Third, for more on the finality of settlements and attempts to rescind them, see the recent Arbitration Matters note “Settlement rescinded based on innocent misrepresentation of material fact unknown to Defendant” regarding Deschenes v. Lalonde, 2020 ONCA 304. In that decision, Ontario’s Court of Appeal upheld rescission of a settlement on the basis of Defendant’s innocent misrepresentation regarding a fact material to Plaintiff’s decision to settlement. Defendant’s actual or constructive knowledge that the representation was false was unnecessary. The Court distinguished rescission based on innocent misrepresentation from rescission based on unilateral mistake. Despite the strong presumption favouring finality of settlements, the Court reiterated that the ways to “upset” a settlement are the same as those applicable to other contracts, including fraud, misrepresentation, duress, undue influence, unconscionability, or mutual or unilateral mistake.
The list of requirements for rescission based on innocent or non-fraudulent misrepresentation are listed in Kingu v. Walmar Ventures Ltd., 1986 CanLII 142 (BC CA), referred to by the Court of Appeal in its reasons.

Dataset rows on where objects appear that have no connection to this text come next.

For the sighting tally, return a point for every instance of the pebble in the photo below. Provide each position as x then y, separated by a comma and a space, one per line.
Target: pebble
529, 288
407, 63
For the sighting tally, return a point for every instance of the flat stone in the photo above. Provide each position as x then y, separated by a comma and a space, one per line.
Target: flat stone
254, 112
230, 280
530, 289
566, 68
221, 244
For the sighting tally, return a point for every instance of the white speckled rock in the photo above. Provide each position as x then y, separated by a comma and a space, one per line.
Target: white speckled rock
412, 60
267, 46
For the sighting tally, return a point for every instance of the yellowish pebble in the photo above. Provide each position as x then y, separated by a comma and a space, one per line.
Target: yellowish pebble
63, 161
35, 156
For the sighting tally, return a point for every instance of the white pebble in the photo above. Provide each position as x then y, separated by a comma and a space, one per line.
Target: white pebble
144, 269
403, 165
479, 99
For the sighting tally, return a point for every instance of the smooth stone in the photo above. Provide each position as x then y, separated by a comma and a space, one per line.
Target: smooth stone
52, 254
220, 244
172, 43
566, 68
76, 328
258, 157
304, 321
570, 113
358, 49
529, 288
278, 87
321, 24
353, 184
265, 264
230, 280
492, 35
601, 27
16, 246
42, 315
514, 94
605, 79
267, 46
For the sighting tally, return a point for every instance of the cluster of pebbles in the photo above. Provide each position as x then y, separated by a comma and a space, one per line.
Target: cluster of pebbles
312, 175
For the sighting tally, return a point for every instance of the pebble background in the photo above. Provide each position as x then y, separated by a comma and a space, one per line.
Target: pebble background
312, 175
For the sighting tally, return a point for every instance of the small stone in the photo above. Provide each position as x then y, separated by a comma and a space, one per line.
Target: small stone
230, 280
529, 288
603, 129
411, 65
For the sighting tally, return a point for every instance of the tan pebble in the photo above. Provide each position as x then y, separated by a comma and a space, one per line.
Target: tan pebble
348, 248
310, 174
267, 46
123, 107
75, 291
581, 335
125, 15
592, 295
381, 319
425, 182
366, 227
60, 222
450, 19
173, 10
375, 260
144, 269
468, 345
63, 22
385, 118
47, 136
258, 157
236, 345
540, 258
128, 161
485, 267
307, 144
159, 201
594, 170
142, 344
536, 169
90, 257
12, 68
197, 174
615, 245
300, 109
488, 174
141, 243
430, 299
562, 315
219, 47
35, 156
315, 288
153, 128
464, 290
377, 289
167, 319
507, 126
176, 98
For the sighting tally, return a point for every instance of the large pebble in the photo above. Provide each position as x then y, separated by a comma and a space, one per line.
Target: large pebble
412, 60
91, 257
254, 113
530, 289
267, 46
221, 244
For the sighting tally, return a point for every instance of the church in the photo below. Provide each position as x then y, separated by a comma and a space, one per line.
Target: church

Fourth, for more on different challenges to settlements and defenses to alleged breach of settlement, see “Absent party bound by disputed settlement terms signed by authorized solicitor/agent” regarding Bakken v. Bakken, 2020 SKQB 127. In that decision, Madam Justice Brenda R. Hildebrandt held defendant to a mediated settlement regarding sale of land, holding that defendant authorized counsel to attend as her solicitor/agent and consulting her by telephone during the mediation prior to counsel’s signature. Disagreement between the parties regarding the settlement lead to litigation to enforce purportedly unclear terms documented by the settlement. Litigation, filed May 20, 2010, was resolved ten (10) years later by trial judgment on May 7, 2020. Hildebrandt J.’s reasons explore possible, but unsuccessful, defenses to a breach of settlement claim, including frustration and three (3) types of contractual mistake: common mistake, unilateral mistake, mutual mistake.